Moshe Wilke, who graduated from the Bachelor of Architecture program in May, said the hands-on experiences afforded by Hardin's class were among "the coolest aspects" of the college. Wilke was among several students who participated in both the design and building phases of the project.
"It was the first time I've actually built a house," said Wilke, who is working remotely full time from Austin, Texas, for DUST, a Tucson-based design-build firm. "Building a house is kind of sweet – that's the dream. At least, we got to get a taste of what it's like."
The experience also allowed the students to work directly with specialists in certain trades, such as welding, electrical and masonry. Those included experts from the university's Facilities Management team, who seemed to relish serving as teachers and took an active role in helping the students improve the drawings, said Raymie Rash, another May graduate who helped design and build the rowhouse.
"It was really eye-opening to see someone asking me about the drawings, because it meant I hadn't drawn them clearly enough to be built without me being there," which is the goal every architect strives for, said Rash, who now works full time for Kevin B. Howard Architects in Tucson.
'A Perfect Fit'
In January, the rowhouse was nearly complete when Hardin heard from Marilyn Taylor, associate vice president for finance and administration in the Office of the Provost, and Chris Kopach, assistant vice president for Facilities Management. The two had been in search of a new home for UAEMS and wondered if the house could be a good solution, since it would be more cost-effective than rehabilitating another university property.
"To me, that seemed like a perfect fit," Hardin said.
Visiting faculty were the tenants in mind when students were designing the rowhouse.

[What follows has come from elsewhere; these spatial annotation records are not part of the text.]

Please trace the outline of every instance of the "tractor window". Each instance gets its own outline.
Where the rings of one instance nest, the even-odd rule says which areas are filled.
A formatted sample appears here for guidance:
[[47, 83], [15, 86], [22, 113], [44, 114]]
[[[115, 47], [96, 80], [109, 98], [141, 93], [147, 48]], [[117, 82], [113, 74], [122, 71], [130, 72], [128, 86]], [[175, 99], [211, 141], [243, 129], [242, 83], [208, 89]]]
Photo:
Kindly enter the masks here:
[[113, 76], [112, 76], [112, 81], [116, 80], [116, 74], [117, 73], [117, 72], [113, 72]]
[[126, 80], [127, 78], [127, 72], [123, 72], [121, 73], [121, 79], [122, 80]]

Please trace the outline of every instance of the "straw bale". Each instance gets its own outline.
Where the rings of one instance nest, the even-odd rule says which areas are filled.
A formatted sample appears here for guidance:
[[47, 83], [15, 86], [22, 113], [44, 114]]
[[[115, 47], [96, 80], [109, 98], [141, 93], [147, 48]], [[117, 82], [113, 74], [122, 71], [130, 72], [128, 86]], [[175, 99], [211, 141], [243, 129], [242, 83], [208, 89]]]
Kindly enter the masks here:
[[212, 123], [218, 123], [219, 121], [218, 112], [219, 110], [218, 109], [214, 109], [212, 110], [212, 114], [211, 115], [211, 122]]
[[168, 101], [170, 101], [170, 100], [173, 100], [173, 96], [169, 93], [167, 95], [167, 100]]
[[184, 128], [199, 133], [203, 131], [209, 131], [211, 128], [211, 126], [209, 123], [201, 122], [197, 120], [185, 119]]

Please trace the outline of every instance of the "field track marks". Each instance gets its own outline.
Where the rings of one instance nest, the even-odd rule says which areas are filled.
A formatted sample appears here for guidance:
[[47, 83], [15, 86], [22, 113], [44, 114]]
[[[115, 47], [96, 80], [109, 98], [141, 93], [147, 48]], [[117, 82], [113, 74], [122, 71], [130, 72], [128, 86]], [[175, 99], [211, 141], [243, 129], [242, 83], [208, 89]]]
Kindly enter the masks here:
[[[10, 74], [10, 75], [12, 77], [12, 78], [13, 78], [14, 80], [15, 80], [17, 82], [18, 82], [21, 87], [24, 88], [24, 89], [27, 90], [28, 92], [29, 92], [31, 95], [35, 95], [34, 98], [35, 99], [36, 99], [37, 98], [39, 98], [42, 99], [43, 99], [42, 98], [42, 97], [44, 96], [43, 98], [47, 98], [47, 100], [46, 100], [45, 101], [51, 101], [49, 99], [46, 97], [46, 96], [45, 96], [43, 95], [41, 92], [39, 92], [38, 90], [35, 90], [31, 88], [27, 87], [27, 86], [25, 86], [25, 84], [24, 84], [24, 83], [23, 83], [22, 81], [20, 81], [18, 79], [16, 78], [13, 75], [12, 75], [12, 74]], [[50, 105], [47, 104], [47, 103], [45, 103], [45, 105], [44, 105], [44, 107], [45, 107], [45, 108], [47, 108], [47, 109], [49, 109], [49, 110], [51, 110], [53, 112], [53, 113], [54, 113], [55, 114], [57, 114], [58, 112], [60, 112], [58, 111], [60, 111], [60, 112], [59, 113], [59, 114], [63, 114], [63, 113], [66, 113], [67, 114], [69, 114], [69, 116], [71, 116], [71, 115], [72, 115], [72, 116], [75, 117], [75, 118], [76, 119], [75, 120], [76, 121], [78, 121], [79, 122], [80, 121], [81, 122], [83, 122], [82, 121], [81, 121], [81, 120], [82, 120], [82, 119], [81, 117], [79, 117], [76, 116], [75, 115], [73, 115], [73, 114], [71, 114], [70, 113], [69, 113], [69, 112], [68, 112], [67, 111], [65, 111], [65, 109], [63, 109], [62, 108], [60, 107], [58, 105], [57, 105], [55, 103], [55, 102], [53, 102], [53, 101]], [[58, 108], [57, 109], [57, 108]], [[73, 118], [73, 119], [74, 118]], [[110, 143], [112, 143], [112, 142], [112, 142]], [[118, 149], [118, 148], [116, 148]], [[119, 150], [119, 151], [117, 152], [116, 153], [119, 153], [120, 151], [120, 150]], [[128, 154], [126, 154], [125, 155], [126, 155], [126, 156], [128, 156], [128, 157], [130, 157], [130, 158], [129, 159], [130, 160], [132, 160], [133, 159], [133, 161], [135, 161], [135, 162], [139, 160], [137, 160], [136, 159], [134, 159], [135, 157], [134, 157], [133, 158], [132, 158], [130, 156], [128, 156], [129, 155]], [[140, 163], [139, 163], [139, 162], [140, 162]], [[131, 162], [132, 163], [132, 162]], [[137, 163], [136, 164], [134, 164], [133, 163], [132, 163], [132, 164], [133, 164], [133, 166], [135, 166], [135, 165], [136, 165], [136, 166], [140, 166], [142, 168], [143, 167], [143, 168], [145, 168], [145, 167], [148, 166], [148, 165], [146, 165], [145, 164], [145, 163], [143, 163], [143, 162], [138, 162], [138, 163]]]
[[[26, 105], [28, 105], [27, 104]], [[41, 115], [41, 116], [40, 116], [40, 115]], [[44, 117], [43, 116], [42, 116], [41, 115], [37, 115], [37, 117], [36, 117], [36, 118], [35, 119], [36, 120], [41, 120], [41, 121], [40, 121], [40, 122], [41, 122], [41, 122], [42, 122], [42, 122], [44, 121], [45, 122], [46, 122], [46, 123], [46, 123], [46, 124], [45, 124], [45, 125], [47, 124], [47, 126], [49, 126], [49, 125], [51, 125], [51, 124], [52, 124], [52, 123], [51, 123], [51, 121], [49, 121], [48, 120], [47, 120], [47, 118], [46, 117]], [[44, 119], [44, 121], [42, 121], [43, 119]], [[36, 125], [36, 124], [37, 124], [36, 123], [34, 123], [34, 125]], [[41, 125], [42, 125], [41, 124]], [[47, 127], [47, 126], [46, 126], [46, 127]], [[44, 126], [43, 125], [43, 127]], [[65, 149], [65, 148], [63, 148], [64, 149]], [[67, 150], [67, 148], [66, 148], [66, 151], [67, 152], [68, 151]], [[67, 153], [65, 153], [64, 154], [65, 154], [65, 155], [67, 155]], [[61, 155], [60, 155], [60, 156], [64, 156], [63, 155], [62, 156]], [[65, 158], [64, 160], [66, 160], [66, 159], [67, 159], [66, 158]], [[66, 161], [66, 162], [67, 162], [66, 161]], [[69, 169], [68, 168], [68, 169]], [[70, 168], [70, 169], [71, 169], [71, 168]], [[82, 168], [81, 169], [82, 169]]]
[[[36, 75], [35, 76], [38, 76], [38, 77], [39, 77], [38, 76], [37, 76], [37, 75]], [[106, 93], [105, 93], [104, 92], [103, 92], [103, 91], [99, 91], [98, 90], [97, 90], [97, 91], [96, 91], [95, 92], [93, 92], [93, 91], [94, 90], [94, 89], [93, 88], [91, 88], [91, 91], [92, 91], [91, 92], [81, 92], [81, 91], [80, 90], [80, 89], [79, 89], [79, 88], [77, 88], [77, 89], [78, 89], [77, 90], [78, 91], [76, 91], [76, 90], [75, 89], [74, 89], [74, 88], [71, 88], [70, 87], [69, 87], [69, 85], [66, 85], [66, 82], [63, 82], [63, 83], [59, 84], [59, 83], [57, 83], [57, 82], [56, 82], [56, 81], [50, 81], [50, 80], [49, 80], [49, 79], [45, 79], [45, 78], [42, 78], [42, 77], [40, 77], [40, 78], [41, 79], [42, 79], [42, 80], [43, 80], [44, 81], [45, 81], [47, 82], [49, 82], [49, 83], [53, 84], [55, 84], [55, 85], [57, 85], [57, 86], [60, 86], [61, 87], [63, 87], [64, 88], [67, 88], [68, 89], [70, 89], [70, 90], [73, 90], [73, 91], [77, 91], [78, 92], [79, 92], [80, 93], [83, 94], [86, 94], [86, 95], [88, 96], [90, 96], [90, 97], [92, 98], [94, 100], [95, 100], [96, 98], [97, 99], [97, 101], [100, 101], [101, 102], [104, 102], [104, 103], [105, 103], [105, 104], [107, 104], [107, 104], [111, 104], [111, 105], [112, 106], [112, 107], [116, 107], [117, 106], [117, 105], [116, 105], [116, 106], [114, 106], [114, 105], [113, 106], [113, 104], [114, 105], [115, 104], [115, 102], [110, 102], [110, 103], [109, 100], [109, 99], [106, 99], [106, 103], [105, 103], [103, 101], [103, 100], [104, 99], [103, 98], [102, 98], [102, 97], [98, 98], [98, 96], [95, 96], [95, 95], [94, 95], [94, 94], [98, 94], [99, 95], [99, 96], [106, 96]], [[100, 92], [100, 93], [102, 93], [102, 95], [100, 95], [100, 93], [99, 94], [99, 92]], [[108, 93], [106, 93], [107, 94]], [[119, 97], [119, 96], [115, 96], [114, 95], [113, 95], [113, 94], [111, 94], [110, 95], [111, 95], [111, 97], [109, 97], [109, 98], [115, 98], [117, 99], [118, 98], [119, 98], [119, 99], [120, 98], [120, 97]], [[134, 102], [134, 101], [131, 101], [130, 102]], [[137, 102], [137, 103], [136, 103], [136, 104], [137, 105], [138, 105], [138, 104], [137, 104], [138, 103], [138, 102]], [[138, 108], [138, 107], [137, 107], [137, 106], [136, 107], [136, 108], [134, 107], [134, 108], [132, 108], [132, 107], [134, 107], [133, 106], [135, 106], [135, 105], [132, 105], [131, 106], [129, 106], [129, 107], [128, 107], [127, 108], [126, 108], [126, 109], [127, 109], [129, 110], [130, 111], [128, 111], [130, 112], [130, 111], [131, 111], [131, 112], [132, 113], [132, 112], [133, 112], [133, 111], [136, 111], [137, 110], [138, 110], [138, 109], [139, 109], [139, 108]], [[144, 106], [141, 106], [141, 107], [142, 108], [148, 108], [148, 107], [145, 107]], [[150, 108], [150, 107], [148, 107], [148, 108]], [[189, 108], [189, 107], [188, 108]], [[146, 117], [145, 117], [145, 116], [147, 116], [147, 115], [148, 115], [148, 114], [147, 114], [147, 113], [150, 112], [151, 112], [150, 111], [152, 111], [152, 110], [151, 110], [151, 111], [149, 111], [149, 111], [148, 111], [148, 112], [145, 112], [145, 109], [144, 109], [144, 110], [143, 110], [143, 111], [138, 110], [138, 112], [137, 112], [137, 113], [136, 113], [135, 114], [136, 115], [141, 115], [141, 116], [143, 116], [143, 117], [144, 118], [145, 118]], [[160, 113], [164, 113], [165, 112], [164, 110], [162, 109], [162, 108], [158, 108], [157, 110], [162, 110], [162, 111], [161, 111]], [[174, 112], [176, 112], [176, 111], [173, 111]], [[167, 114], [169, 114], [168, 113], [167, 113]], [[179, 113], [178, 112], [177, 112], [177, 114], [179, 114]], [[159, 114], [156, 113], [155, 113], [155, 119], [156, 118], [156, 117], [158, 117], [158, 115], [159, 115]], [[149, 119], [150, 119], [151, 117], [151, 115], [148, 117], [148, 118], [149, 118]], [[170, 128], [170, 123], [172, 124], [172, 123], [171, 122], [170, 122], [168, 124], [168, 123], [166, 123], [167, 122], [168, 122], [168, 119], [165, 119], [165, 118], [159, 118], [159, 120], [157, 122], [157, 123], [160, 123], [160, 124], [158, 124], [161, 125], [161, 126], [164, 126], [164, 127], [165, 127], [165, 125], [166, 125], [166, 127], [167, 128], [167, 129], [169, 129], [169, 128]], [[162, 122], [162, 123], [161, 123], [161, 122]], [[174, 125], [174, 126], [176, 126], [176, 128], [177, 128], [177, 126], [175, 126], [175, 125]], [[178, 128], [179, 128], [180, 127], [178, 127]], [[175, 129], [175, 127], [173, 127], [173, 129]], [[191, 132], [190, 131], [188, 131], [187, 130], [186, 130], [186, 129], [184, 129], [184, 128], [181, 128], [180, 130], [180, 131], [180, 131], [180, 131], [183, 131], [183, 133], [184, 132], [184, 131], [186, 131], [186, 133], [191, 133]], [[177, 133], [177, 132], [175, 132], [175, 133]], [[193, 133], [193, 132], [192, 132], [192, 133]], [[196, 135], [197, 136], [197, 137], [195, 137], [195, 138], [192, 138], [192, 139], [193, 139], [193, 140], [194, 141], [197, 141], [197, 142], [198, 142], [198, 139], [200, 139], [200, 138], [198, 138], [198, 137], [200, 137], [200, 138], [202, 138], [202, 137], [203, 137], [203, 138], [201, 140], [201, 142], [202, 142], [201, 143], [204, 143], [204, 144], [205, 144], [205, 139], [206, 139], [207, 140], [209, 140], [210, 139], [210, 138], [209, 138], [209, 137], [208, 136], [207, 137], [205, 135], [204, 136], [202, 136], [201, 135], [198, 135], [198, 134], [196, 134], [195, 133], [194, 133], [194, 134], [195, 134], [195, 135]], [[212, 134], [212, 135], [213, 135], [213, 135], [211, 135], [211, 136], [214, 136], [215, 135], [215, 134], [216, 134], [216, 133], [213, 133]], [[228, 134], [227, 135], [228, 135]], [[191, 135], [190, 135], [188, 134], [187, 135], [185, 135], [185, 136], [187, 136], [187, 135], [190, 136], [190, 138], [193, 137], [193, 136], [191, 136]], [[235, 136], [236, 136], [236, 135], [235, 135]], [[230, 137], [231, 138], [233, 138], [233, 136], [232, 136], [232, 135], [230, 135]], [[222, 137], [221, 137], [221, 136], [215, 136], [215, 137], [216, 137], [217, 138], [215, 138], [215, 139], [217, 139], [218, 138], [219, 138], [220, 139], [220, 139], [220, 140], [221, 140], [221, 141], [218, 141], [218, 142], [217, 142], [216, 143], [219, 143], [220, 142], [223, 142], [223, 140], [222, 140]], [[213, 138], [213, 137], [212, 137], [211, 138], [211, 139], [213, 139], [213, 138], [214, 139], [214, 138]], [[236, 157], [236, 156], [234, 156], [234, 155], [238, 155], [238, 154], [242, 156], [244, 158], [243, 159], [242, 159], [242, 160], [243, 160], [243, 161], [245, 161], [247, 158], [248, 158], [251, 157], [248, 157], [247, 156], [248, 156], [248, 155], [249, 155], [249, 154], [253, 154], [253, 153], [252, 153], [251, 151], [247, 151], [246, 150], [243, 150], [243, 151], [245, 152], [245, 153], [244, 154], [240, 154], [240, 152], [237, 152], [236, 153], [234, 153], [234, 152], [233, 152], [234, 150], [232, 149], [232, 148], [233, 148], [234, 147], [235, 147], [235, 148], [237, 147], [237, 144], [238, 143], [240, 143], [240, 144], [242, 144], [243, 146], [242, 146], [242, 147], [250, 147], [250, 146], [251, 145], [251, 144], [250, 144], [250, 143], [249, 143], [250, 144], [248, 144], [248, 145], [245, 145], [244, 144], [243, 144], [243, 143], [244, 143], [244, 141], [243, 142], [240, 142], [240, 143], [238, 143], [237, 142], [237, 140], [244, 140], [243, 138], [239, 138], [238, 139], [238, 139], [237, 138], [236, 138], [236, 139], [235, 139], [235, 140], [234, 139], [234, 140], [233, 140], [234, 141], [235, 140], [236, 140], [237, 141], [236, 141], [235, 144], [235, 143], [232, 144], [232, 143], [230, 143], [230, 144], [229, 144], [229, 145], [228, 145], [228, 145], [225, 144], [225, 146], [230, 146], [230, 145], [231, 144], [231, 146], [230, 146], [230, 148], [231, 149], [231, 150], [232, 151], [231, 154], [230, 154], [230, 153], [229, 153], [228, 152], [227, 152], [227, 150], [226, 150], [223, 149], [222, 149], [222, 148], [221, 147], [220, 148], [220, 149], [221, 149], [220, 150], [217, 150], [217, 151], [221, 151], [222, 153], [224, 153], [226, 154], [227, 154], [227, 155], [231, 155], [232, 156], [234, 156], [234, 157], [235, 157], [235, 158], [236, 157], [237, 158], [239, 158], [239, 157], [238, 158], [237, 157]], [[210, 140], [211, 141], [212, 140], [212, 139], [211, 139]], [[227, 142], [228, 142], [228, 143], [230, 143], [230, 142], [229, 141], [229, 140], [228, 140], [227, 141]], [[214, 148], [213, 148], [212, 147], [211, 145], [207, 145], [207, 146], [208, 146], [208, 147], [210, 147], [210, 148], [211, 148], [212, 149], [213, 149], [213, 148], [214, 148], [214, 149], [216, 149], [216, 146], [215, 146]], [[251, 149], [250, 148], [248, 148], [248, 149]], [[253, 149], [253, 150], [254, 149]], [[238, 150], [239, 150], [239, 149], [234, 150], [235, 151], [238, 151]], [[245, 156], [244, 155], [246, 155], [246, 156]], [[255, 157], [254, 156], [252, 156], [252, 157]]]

"Luckily, the purpose and design of the house for visiting faculty with the idea that somebody would be living there 24/7 was perfect for our crew that needed to eat, sleep and study there," said Gustafson with UAEMS.
Wilke was at the site wrapping up finishing touches with other CAPLA students when the UAEMS team came by to take a look at the house.
"It was so cool to have the names and faces and to get to know the people who were actually going to live in and use this space," he said. "That made it more special. It made you, in some ways, be more conscientious – the fact that somebody was going to use this and that your decisions were going to impact them."
Gustafson said having a space that allows the team to comfortably sleep, relax, study, cook meals and eat between calls has proven to be a morale booster for his team – particularly amid the challenges of the COVID-19 pandemic.
"What we have here would not be possible without the work of the architecture students," Gustafson said. "They've truly done a fantastic job."